A report released by Serianu an IT services consultancy firm, showed that Kenya lost Sh21.1 billion to cybercrime in 2017, a 40 per cent increase from Sh15.1 billion in 2015.

This is a clear indication that hacking is becoming more widespread in the country and the amount of money lost to hacking is increasing rapidly.

Safaricom also wants to discover more bugs/vulnerabilities by taking advantage of crowd sourcing whereby the telco can leverage on the knowledge and skills of many ethical hackers locally and even globally instead of just relying on their own expertise.

Bug county programs are also generally more cost effective than hiring security consultants to do penetration testing.

This is because for bug bounty programs, you only pay for bug or vulnerabilities found unlike hiring security consultants who are paid based on man hours regardless of whether they find any bugs or vulnerabilities.

Serianu report stated that over 90 per cent of African companies are operating below what is called the “cyber security poverty line”, which is a big concern.

This means that most companies in Africa do not have the basic security measures to deal with cyber security threats and this puts them and their customers at great risk of losing money or even their reputation as a company.

A good example is what happened to Facebook with Cambridge Analytica data breach that cost Facebook more than $100 billion (Sh10 billion) drop in their share price and eventually forced the CEO of Facebook to be summoned by the United States Congress and apologise to the public.

Sector players say the enactment of the Computer and Cyber Crime Bill 2017 was a big step for Kenya in cyber security as crime was not well defined and as a result, it was very difficult to convict anyone of a cybercrime.

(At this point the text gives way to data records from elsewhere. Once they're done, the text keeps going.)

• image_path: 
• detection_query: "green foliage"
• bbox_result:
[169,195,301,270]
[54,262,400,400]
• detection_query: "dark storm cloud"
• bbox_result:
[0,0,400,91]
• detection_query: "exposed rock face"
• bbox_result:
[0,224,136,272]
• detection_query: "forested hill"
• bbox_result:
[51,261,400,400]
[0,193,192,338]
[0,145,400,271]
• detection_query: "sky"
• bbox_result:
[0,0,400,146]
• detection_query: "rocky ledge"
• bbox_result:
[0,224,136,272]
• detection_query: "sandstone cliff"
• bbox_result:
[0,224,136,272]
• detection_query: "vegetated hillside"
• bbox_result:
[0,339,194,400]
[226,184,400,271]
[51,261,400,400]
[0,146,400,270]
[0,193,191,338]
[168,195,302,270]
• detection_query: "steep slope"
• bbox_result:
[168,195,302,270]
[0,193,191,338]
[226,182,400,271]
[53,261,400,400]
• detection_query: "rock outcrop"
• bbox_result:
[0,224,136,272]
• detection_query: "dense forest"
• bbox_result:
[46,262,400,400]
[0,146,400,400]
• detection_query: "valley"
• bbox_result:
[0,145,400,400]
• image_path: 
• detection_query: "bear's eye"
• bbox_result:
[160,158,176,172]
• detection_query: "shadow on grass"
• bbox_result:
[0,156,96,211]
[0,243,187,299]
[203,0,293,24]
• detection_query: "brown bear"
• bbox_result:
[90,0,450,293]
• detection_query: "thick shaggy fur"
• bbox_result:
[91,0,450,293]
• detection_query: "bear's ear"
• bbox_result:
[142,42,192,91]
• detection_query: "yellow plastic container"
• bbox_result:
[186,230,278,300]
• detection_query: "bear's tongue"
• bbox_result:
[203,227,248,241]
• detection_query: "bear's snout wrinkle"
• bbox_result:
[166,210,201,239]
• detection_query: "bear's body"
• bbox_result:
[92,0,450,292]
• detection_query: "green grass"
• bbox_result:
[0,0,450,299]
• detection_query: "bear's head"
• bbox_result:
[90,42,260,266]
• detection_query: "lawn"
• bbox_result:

They said the proposed Data Protection Bill 2018 is also another big step towards the right direction and is in line with global data privacy laws such as General Data Protection Regulation (GDPR).

“However, a lot more still needs to be done by the government and other institutions to reach the same maturity level in cyber security laws as other more developed countries,” said Mr Rerolle.

“In 2017, the US passed over 240 cyber security related bills in various States so this goes to show you we still have a long way to go in Kenya and Africa in general,” added Mr Rerolle.